К слову сказать, мешанка эта отличная вещь, растет она здесь превосходно, на любых землях, не требует много удобрений, мешает, произрастать сорнякам - овес глушит их, - не требует ни прополки, ни других видов послепосевной обработки, дает обильную и богатую питательными веществами зеленую массу, убирается конными или тракторными косилками и обеспечивает колхозы силосом. Чем она плоха, эта испытанная, созданная народным опытом мешанка? Почему в столь неблагоприятную весну ее надо было повсеместно заменять неизвестной, не проверенной в здешних условиях, к тому же еще трудоемкой, требующей отличных земель и большого количества навоза кукурузой? И почему приверженность к испытанной мешанке считается чуть ли не признаком косности? Ведь правыми-то оказались не те, кто осуждал Ивана Федосеевича, а именно он. И каково теперь тем колхозам, у которых на полях не было столько воды, как у Ивана Федосеевича, - для того чтобы погибла кукуруза, ее все же было достаточно, - и которые, выполняя указания, почти отказались от мешанки, посеяли на больших площадях кукурузу. Чем они будут кормить зимой скот? Сколько молока потеряно на этом!

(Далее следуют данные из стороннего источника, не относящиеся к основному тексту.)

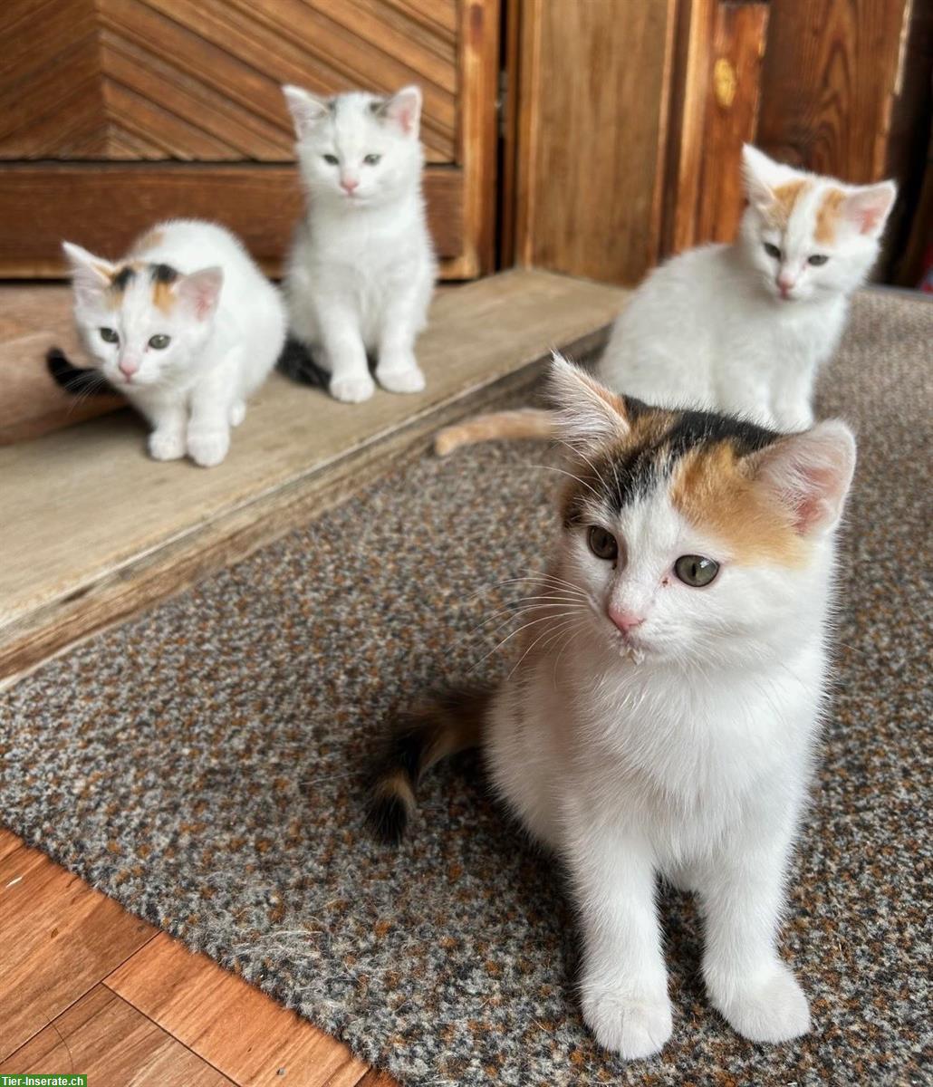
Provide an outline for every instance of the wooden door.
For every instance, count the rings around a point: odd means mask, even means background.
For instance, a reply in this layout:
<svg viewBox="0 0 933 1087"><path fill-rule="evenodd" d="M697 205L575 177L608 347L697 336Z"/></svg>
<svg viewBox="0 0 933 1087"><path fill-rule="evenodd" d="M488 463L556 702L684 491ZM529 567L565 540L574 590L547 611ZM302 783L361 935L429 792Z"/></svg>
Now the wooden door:
<svg viewBox="0 0 933 1087"><path fill-rule="evenodd" d="M215 218L276 273L301 213L279 85L424 92L443 274L494 260L499 0L2 0L0 277Z"/></svg>

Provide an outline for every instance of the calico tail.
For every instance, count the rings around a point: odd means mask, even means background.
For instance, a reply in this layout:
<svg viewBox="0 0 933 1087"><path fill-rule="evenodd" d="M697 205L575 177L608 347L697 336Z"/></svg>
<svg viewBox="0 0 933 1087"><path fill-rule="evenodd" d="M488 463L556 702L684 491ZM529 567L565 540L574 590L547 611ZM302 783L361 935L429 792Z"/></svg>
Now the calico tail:
<svg viewBox="0 0 933 1087"><path fill-rule="evenodd" d="M452 453L460 446L497 438L552 438L557 434L553 412L542 408L520 408L517 411L496 411L474 415L463 423L446 426L434 439L438 457Z"/></svg>
<svg viewBox="0 0 933 1087"><path fill-rule="evenodd" d="M331 386L331 375L319 366L308 347L289 335L285 341L278 361L275 363L286 377L299 385L311 385L318 389L327 389Z"/></svg>
<svg viewBox="0 0 933 1087"><path fill-rule="evenodd" d="M46 352L46 366L54 383L73 396L97 392L113 395L113 389L99 370L75 366L60 347L50 347Z"/></svg>
<svg viewBox="0 0 933 1087"><path fill-rule="evenodd" d="M480 747L488 691L450 691L399 717L370 794L368 822L397 845L418 807L422 775L448 755Z"/></svg>

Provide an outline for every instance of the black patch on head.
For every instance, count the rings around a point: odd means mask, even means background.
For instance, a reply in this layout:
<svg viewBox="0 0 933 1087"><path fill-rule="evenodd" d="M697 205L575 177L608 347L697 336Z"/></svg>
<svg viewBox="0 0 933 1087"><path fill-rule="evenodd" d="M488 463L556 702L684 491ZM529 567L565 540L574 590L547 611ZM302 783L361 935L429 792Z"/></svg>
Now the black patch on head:
<svg viewBox="0 0 933 1087"><path fill-rule="evenodd" d="M634 397L624 399L629 421L633 424L655 410ZM649 493L659 480L670 476L676 461L693 449L727 442L739 457L747 457L770 446L779 437L774 430L735 415L682 411L674 414L671 425L650 443L607 457L602 463L597 463L598 475L594 473L587 482L602 492L610 509L618 513ZM567 518L571 524L580 523L585 499L584 491L575 496Z"/></svg>
<svg viewBox="0 0 933 1087"><path fill-rule="evenodd" d="M126 290L126 285L134 278L136 272L128 264L122 267L110 280L114 290Z"/></svg>
<svg viewBox="0 0 933 1087"><path fill-rule="evenodd" d="M171 264L152 264L149 267L149 278L152 283L174 283L179 273Z"/></svg>

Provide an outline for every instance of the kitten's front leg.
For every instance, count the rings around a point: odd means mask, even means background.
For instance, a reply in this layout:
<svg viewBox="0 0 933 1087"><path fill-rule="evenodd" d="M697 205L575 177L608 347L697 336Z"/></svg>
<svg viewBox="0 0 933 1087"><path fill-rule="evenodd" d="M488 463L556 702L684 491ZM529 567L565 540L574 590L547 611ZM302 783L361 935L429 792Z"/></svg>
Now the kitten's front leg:
<svg viewBox="0 0 933 1087"><path fill-rule="evenodd" d="M356 314L347 307L323 301L320 308L321 346L331 368L331 396L344 403L369 400L375 391L366 349Z"/></svg>
<svg viewBox="0 0 933 1087"><path fill-rule="evenodd" d="M789 828L745 835L697 877L706 917L707 992L752 1041L787 1041L810 1029L804 990L778 954L791 842Z"/></svg>
<svg viewBox="0 0 933 1087"><path fill-rule="evenodd" d="M389 392L421 392L424 374L414 357L414 339L421 325L419 292L410 289L393 299L380 336L376 379Z"/></svg>
<svg viewBox="0 0 933 1087"><path fill-rule="evenodd" d="M576 840L569 861L583 926L583 1019L606 1049L650 1057L672 1027L650 851L592 825Z"/></svg>
<svg viewBox="0 0 933 1087"><path fill-rule="evenodd" d="M187 411L181 400L134 398L136 408L149 420L149 455L157 461L177 461L185 455Z"/></svg>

Тут лишь один вывод можно сделать. Надо дать председателю колхоза возможность маневрировать, и народ на этом всегда выиграет. Случилась такая, как нынче, холодная и поздняя весна, с изобилием воды, затопившей земли приозерных колхозов, оказалось возможным и выгодным сеять одну лишь мешанку, - что ж, ломая планы, надо было ее и сеять.

Поздно вечером мы покинули колхоз Ивана Федосеевича.

Часу в пятом пополудни мы поехали в лесное село Галкино.